Já em Banquete, assim como em A ilha dos cães, o inenarrável em si se faz tema da narração. O que não pode ser dito porque é inaudito: os tabus. Abuso, infidelidade e incesto ficam suspensos nos ecos da história de uma família que vive isolada num lugar fantasmagórico e remoto. Há muitas referências bíblicas e a questão da religião com sua tirania ideológica emerge como subtema, assim como a fuga através da literatura, presente na forma de uma grande biblioteca. Os livros e a fé nos saberes como única válvula de escape no isolamento da grande casa ruinosa que é a infância.

A relação corrompida entre pais e filhos, ou mais precisamente, entre pai e filho, emerge como tema recorrente em vários contos. Em Moby Dick, este conflito paternal é contado em retrospectiva, anos mais tarde, e a impotência diante dos fracassos afetivos é intensificada pela sombra da velhice, que se impõe como declínio físico e mental.

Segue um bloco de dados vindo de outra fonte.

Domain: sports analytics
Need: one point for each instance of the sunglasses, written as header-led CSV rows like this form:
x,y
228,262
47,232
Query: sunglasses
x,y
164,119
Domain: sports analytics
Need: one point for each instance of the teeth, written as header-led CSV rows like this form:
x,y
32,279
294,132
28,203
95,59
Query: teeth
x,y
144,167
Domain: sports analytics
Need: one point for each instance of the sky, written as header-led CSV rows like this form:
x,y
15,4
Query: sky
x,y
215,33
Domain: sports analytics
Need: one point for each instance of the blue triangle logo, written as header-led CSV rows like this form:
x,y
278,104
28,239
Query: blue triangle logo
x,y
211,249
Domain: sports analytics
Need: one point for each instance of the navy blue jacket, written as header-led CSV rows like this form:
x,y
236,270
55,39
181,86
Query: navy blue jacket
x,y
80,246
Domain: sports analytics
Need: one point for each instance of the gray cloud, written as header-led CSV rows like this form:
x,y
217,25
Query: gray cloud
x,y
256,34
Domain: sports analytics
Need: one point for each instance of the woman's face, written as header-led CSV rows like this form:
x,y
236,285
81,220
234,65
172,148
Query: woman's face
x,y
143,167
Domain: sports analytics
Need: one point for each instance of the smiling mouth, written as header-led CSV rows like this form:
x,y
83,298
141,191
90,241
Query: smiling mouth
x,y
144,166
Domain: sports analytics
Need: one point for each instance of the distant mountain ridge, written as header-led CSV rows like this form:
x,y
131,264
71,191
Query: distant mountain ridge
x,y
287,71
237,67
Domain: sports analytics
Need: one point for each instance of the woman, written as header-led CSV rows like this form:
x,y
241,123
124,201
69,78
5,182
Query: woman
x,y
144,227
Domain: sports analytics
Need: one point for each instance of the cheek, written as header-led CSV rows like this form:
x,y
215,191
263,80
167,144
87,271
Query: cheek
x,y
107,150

Redução da densidade óssea e da massa muscular. Redução das atividades hormonais. Redução da resistência imunológica sistêmica. Tudo isso é envelhecer.

O protagonista tenta fugir da deterioração por meio de uma ligação amorosa com uma mulher muito mais jovem e se vê obcecado pela ideia do rejuvenescimento. Começa a correr (do tempo?) e leva o treino a um tal extremo — sem atentar para os sinais do próprio corpo — que acaba tendo um infarto. Aqui, como nos mitos gregos, a fuga do destino leva ao encontro deste.

Nada aqui é contado abertamente, tudo é somente insinuado e cabe ao leitor atento a paciência e a meticulosidade de revelar os negativos dessa narrativa em câmara escura.

Já em Os sócios de papai e Internato a figura do pai é, a um tempo, signo de concorrência e abandono. Os dois contos são narrados da perspectiva do filho que, dividido entre a proximidade simbiótica com a mãe e a sensação de insuficiência em relação às exigências do pai, parece não conseguir definir seu papel no quadro familiar. O mote do filho “torto”, ou seja, que não faz jus às expectativas, reflete também a ambiguidade da relação amorosa (e por vezes libidinosa e abusiva) com a figura materna, enquanto o pai permanece intangível ou mesmo rechaçado, deixando o filho capturado em seu complexo de Édipo.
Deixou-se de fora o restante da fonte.